The Breakfast Table

Freund and Masters

Good morning, Kim.

I send you weary greetings from Washington Babylon. Given our respective beats, our Breakfast Table mandate this week is no doubt a cultural one. But then, whose isn’t anymore? D.C. has become a center of post-historical power these days, with the result that ever more news-leading issues are neither political nor legal in their implications, but cultural instead. Byzantium after Rome must have been something like this (as was Rome after Carthage). Call me Procopius.

Elsewhere, people are said to suffer severe scandal fatigue. Here, where scandal begets scandal, it’s actually become a 24-7 format. And most of it–from Clinton to his buddy Larry Flynt–turns out to be extralegal. This week’s major scheduled event is ABC’s two-hour spectacular “I, Monica,” which will play out not only in the wake of the impeachment debacle but now also in the shadow of Juanita Broaddrick’s allegations last week to another network amanuensis. Indeed, the White House originally dismissed Lisa Myers’ Broaddrick interview as merely counter-programming against the Grammys. (Did you catch Susan Estrich comparing certain forms of ‘90s rape to ‘70s “bad sex”? London’s Telegraph, citing Internet reports, is already reporting unconfirmed rumors of another alleged incident of Clinton “bad sex,” this one in Britain, which come to think of it has a reputation for bad sex.)

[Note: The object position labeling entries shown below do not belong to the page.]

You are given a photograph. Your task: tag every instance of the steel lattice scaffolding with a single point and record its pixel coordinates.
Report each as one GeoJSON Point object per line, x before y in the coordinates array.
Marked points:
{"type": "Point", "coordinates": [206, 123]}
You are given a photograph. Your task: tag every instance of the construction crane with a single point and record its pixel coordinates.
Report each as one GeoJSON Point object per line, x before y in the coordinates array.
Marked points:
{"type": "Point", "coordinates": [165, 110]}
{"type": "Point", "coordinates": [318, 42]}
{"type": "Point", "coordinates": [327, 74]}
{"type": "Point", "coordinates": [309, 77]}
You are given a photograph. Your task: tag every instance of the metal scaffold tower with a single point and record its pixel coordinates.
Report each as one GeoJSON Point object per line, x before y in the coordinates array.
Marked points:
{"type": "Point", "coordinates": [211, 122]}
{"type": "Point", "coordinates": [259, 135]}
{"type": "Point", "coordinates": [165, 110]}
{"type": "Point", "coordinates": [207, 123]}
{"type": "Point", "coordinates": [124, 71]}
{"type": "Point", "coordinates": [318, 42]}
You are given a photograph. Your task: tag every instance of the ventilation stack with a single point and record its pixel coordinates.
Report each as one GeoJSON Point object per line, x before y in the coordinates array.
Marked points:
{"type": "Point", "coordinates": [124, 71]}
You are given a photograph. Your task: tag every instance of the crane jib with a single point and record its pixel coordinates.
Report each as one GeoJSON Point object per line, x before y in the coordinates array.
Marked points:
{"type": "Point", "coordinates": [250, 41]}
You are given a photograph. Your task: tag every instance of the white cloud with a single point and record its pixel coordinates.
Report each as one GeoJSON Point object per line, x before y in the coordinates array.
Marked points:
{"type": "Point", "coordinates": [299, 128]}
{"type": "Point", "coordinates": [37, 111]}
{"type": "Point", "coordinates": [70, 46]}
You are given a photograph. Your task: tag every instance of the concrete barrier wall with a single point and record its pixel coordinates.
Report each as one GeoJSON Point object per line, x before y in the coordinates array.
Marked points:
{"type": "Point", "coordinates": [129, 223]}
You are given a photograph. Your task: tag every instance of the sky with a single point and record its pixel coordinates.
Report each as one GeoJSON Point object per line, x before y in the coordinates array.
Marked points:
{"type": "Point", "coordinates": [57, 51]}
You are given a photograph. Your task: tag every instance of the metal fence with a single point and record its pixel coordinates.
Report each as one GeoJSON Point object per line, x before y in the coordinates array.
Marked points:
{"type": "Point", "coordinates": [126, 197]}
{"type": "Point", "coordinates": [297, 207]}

At just this moment, Washington is preparing to dismantle the legislation behind the Office of Independent Counsel. Perfect timing. This is the capital’s chance to embrace its cultural destiny. It should combine the residual power of the OIC with the cultural role of the city’s poet laureate, a Library of Congress office whose function is largely ceremonial. The purpose of this new office of neo-arbiter elegantum would not be to investigate corruption but to assume it, and to chronicle it with appropriate post-histoire refinement. There must be a gatekeeper class with a taste for scandal but none for cable TV’s screaming heads. The new office (and its inevitable fat bureaucracy) could address the national scandal-fatigue emergency, a problem not likely to resolve itself as long as Clinton is in power. How’s this affecting work on your coast? I’m always interested to read about the Hollywood money pouring into Washington coffers, whether on its way to Clinton’s lawyers or to Al Gore or, now, to Bill Bradley. Are these really contributions, or should we start perceiving this as option money on future product?